Python 版 Vertex AI SDK

如需了解如何安装或更新 Vertex AI SDK for Python，请参阅安装 Vertex AI SDK for Python。如需了解详情，请参阅 Python 版 Vertex AI SDK API 参考文档。

def deploy_model_with_dedicated_resources_sample(
    project,
    location,
    model_name: str,
    machine_type: str,
    endpoint: Optional[aiplatform.Endpoint] = None,
    deployed_model_display_name: Optional[str] = None,
    traffic_percentage: Optional[int] = 0,
    traffic_split: Optional[Dict[str, int]] = None,
    min_replica_count: int = 1,
    max_replica_count: int = 1,
    accelerator_type: Optional[str] = None,
    accelerator_count: Optional[int] = None,
    explanation_metadata: Optional[explain.ExplanationMetadata] = None,
    explanation_parameters: Optional[explain.ExplanationParameters] = None,
    metadata: Optional[Sequence[Tuple[str, str]]] = (),
    sync: bool = True,
):
    """
    model_name: A fully-qualified model resource name or model ID.
          Example: "projects/123/locations/us-central1/models/456" or
          "456" when project and location are initialized or passed.
    """

    aiplatform.init(project=project, location=location)

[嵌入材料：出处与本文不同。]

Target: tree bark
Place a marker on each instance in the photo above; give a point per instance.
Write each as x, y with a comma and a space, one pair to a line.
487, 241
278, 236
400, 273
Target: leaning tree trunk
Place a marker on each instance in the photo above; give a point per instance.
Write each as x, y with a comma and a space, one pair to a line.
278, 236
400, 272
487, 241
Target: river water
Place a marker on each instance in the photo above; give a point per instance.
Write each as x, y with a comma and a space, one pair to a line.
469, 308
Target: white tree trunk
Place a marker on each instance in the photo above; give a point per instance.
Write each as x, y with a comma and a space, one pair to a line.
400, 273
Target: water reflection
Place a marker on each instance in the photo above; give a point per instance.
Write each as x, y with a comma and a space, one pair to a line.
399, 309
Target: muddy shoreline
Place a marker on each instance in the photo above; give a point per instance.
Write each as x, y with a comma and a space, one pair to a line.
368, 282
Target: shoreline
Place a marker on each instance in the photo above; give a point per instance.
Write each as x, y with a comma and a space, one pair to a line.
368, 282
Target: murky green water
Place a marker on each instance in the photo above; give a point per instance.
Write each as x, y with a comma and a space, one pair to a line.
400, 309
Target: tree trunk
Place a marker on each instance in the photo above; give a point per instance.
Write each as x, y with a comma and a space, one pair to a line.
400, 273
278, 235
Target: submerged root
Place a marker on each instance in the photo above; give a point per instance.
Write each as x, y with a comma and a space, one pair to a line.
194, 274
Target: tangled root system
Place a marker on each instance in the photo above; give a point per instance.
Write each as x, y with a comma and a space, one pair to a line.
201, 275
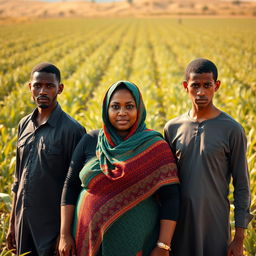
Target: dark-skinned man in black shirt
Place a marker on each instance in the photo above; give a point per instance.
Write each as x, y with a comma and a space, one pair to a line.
46, 140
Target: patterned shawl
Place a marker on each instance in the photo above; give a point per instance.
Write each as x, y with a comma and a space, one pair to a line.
125, 172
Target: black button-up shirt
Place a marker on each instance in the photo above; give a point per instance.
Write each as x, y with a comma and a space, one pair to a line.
43, 157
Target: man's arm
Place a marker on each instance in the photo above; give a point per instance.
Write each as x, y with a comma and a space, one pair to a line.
236, 246
239, 171
10, 238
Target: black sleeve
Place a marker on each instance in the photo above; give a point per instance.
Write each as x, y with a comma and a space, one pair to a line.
83, 152
169, 202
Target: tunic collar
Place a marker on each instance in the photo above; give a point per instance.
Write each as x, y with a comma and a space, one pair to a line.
53, 118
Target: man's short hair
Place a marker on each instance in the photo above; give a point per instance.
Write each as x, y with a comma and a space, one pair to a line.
200, 66
48, 68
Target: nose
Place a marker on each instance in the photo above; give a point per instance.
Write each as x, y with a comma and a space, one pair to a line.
42, 91
200, 91
122, 111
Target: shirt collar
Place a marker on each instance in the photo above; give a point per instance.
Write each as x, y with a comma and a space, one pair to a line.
53, 118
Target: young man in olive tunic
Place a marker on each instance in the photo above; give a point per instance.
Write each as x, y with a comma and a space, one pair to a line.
46, 140
210, 147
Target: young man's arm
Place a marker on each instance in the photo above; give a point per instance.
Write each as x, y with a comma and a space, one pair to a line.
239, 171
10, 238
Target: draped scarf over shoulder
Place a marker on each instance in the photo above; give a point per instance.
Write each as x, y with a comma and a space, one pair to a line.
125, 172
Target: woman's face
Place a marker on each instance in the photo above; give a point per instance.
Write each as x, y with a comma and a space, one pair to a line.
122, 111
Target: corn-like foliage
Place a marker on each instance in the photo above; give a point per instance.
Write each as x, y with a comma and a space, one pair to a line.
153, 53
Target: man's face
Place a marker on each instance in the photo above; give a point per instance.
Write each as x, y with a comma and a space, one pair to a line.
201, 89
45, 88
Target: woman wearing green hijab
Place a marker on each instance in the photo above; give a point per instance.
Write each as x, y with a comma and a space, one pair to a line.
129, 201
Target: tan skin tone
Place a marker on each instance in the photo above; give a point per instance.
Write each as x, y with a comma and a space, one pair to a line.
44, 89
122, 114
201, 89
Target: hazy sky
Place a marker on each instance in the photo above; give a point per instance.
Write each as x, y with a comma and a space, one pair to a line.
80, 0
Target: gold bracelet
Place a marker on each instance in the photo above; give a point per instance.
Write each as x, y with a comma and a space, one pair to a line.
163, 246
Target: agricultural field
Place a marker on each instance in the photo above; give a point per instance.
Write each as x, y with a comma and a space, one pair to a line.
153, 53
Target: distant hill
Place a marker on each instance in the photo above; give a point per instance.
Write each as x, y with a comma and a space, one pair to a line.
32, 8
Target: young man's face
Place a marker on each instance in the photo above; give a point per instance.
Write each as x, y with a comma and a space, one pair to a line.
201, 89
45, 88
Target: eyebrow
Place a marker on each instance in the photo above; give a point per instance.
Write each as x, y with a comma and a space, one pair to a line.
117, 102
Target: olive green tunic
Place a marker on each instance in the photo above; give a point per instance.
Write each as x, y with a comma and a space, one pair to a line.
208, 155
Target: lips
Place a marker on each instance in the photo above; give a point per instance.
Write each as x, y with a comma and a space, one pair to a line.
122, 122
42, 99
201, 101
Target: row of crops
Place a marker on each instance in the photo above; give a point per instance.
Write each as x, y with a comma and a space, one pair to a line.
153, 53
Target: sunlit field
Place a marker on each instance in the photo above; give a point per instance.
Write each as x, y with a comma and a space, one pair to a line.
153, 53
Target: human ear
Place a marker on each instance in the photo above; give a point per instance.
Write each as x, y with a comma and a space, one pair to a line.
61, 87
217, 85
185, 85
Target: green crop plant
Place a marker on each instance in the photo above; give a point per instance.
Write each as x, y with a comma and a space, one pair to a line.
153, 53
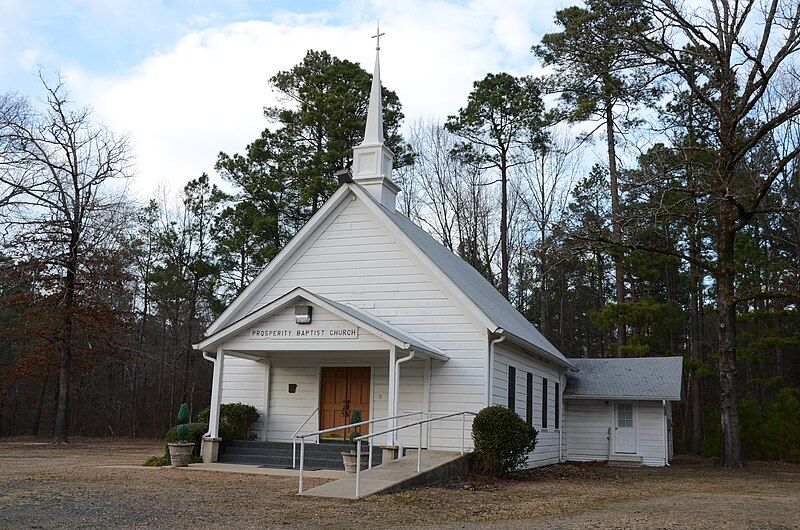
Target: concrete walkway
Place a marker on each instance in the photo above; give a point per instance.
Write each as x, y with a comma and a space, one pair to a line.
248, 470
396, 475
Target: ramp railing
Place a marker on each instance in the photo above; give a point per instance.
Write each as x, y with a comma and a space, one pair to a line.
302, 438
419, 423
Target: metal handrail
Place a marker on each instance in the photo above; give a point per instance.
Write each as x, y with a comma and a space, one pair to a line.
303, 437
294, 437
419, 447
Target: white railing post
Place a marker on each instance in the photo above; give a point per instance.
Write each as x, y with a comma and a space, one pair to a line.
463, 429
369, 446
419, 447
302, 456
358, 467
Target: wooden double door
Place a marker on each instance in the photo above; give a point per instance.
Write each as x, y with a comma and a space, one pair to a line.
343, 389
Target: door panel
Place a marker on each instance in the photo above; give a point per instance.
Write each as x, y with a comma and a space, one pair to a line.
342, 390
625, 428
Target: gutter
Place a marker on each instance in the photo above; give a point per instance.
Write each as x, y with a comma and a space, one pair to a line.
539, 350
666, 440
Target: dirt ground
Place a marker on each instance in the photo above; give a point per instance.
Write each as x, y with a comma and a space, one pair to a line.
47, 486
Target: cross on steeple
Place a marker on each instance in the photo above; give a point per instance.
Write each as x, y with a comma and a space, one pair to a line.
378, 36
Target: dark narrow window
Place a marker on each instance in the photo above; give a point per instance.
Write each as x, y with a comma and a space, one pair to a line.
512, 387
557, 423
544, 403
529, 399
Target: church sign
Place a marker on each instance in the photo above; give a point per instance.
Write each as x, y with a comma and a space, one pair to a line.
263, 333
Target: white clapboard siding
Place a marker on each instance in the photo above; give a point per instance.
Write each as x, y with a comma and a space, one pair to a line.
244, 381
651, 432
589, 422
546, 451
320, 319
355, 259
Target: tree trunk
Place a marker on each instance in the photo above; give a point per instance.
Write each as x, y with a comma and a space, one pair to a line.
726, 311
696, 354
504, 226
65, 361
615, 222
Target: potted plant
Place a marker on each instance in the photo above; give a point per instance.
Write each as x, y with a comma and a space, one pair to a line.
350, 458
180, 452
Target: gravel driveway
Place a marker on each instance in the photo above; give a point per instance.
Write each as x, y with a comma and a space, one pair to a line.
47, 486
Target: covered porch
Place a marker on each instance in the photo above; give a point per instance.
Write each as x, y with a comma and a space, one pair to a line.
307, 362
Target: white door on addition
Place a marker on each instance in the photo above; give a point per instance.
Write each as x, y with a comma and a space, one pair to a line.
625, 429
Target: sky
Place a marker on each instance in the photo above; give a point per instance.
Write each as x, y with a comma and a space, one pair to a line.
188, 79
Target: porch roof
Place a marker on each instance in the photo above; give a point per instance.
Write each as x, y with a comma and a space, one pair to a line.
390, 333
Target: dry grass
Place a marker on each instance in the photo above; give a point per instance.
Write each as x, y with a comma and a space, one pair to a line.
43, 485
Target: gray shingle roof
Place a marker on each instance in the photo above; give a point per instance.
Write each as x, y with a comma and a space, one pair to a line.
475, 286
635, 378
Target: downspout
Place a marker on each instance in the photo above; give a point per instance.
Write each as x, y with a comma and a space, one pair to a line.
666, 440
396, 397
489, 369
213, 361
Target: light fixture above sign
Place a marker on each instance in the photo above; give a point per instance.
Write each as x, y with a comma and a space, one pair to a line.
302, 314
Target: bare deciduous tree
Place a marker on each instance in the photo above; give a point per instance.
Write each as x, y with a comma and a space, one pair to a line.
57, 167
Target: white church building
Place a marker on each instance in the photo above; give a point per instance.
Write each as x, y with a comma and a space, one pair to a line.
363, 310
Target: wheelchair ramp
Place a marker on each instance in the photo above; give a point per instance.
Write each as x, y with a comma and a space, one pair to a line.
396, 475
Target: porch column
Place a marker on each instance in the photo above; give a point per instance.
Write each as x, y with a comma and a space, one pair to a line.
216, 394
390, 407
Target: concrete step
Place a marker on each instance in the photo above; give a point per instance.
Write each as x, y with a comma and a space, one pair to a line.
279, 454
397, 475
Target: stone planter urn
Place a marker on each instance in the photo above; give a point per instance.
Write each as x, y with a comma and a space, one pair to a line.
350, 458
180, 454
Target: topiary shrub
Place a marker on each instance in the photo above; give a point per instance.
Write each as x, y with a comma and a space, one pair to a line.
194, 434
182, 429
235, 420
502, 441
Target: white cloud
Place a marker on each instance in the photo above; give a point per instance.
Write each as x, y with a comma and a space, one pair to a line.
206, 93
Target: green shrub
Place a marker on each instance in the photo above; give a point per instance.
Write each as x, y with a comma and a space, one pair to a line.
195, 432
235, 420
183, 421
782, 429
502, 441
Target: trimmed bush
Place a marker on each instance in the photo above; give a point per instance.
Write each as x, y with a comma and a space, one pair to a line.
182, 429
502, 441
194, 435
235, 420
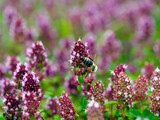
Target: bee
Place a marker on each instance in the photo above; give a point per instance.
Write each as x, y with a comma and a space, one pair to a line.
89, 63
7, 116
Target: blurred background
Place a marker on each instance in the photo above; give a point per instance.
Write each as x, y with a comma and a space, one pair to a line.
117, 31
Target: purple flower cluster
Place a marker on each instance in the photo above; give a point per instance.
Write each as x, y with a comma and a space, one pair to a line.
90, 40
140, 88
109, 92
22, 94
7, 86
79, 51
30, 104
19, 73
12, 62
66, 109
155, 96
148, 70
109, 49
144, 28
123, 91
94, 111
31, 83
52, 106
70, 84
12, 105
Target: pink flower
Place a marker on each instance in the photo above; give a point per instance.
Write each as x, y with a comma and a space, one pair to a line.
66, 109
140, 88
94, 111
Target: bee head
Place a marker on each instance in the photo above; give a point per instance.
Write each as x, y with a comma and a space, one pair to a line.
95, 68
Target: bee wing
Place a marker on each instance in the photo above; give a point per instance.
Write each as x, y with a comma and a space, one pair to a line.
95, 58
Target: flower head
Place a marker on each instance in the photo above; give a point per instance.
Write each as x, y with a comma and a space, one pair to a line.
7, 86
66, 109
148, 70
31, 83
70, 84
140, 87
12, 104
20, 71
120, 68
31, 103
12, 62
52, 106
123, 91
90, 40
109, 92
155, 79
96, 92
79, 51
94, 111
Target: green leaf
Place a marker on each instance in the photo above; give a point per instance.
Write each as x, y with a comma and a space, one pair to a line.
117, 112
76, 115
148, 114
79, 88
120, 118
136, 113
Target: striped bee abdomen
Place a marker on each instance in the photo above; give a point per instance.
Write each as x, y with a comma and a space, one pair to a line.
86, 61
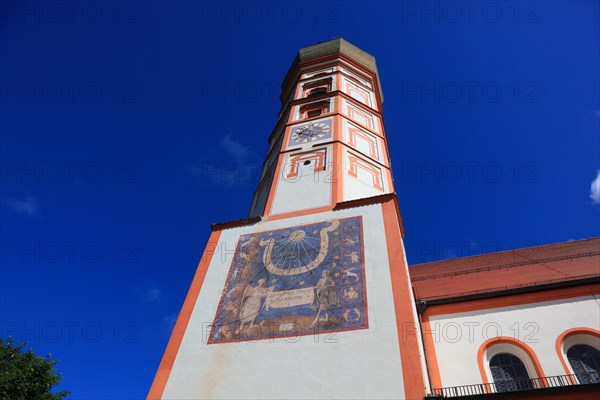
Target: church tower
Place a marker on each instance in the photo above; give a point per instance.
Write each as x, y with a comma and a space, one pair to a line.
308, 297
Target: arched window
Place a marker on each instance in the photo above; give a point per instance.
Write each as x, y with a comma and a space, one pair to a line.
509, 373
585, 361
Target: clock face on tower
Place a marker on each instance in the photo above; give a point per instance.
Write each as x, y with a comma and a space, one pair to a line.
310, 132
300, 280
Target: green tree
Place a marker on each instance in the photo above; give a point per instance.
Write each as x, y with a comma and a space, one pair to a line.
25, 376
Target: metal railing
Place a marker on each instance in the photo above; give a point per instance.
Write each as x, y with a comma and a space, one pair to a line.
515, 385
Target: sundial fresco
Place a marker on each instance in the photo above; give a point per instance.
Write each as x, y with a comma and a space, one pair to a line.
302, 280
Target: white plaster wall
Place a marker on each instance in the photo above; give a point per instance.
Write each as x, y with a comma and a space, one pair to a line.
375, 126
348, 70
361, 186
299, 91
348, 85
355, 364
459, 336
361, 144
308, 190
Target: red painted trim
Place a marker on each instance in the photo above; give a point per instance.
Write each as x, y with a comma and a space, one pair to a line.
166, 365
414, 383
483, 304
561, 339
481, 362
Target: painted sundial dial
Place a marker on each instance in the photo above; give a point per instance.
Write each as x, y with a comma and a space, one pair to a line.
294, 281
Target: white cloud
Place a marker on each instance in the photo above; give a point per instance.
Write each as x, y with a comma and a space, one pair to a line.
149, 294
29, 206
595, 189
235, 148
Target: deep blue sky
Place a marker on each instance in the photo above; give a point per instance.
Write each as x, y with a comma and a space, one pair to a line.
117, 122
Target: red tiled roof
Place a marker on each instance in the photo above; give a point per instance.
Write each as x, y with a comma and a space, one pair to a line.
507, 270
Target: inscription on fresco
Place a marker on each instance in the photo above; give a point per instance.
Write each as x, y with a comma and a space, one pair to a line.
307, 279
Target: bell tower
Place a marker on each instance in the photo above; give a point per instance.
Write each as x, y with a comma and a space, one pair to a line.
329, 144
309, 297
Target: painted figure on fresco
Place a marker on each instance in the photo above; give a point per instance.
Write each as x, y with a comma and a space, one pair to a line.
295, 280
252, 303
325, 296
350, 293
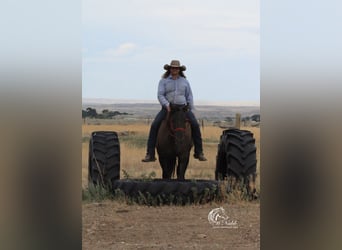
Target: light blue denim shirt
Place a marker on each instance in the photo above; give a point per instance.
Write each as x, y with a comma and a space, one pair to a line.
175, 91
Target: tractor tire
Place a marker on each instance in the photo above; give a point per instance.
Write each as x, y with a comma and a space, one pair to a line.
169, 191
104, 158
236, 154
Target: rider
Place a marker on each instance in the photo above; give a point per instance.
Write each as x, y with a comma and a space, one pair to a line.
174, 88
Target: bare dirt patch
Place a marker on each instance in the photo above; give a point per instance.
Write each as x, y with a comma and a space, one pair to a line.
117, 225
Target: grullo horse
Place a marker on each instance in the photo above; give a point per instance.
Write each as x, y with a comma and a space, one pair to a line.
174, 142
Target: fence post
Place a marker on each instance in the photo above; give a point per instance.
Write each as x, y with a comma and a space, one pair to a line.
237, 120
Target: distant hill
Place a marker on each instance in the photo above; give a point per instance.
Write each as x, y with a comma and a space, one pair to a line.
148, 110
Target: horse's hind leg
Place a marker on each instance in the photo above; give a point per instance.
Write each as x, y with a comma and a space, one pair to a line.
181, 168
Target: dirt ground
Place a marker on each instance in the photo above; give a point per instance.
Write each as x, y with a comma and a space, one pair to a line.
117, 225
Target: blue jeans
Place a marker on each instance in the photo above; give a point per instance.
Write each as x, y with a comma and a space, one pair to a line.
195, 131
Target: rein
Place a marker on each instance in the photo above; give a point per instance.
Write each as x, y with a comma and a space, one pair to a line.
172, 129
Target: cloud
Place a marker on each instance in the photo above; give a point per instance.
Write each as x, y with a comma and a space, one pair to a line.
122, 49
112, 54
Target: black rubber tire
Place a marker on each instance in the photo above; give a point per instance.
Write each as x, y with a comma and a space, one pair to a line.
236, 154
104, 158
170, 191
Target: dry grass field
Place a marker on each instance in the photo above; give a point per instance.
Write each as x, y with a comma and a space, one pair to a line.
133, 138
112, 224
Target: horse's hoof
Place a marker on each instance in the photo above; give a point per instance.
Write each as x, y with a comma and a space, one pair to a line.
200, 157
149, 158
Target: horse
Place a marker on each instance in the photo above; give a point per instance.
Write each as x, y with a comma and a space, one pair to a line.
174, 142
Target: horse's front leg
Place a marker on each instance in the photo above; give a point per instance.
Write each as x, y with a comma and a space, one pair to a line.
183, 162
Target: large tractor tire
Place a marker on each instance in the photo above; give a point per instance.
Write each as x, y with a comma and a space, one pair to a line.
236, 155
172, 191
104, 158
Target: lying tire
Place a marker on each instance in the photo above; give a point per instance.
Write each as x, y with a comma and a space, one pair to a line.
169, 191
104, 158
236, 154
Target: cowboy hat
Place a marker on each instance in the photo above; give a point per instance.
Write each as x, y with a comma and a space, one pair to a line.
174, 64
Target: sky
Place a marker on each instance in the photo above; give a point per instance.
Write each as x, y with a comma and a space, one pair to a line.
125, 45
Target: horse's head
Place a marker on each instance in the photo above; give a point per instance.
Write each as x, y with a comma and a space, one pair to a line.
177, 123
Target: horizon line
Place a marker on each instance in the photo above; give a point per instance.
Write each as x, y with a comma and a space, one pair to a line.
92, 100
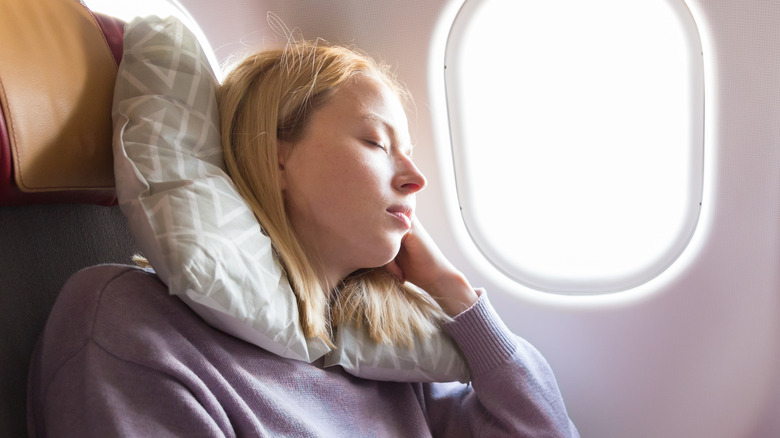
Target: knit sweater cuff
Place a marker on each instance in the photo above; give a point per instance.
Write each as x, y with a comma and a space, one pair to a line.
484, 339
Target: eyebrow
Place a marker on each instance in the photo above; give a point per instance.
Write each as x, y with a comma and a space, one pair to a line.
376, 118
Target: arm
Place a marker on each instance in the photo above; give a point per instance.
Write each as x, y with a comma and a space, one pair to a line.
513, 391
97, 394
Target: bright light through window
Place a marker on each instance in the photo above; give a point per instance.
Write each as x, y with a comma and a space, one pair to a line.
578, 137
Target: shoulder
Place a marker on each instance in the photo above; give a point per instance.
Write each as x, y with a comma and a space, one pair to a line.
126, 312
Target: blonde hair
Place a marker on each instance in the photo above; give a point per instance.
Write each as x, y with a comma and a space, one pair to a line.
268, 97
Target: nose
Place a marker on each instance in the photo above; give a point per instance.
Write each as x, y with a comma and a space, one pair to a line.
408, 178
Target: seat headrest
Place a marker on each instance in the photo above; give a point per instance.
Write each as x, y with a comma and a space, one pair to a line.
58, 64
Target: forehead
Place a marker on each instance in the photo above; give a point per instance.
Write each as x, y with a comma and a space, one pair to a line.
371, 101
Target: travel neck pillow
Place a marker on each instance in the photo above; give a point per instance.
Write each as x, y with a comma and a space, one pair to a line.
197, 232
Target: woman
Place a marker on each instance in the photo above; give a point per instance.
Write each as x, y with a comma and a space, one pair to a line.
335, 190
316, 140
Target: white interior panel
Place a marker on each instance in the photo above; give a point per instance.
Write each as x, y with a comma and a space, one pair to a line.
694, 352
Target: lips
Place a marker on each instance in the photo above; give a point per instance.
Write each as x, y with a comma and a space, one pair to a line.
403, 213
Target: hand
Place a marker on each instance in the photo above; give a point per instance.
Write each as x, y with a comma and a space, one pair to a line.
422, 263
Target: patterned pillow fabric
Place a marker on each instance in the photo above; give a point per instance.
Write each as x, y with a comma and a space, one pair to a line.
196, 230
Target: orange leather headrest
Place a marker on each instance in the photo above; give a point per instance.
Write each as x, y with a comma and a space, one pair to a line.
58, 66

    model = aiplatform.Model(model_name=model_name)

    # The explanation_metadata and explanation_parameters should only be
    # provided for a custom trained model and not an AutoML model.
    model.deploy(
        endpoint=endpoint,
        deployed_model_display_name=deployed_model_display_name,
        traffic_percentage=traffic_percentage,
        traffic_split=traffic_split,
        machine_type=machine_type,
        min_replica_count=min_replica_count,
        max_replica_count=max_replica_count,
        accelerator_type=accelerator_type,
        accelerator_count=accelerator_count,
        explanation_metadata=explanation_metadata,
        explanation_parameters=explanation_parameters,
        metadata=metadata,
        sync=sync,
    )

    model.wait()

    print(model.display_name)
    print(model.resource_name)
    return model

Node.js

在尝试此示例之前，请按照《Vertex AI 快速入门：使用客户端库》中的 Node.js 设置说明执行操作。如需了解详情，请参阅 Vertex AI Node.js API 参考文档。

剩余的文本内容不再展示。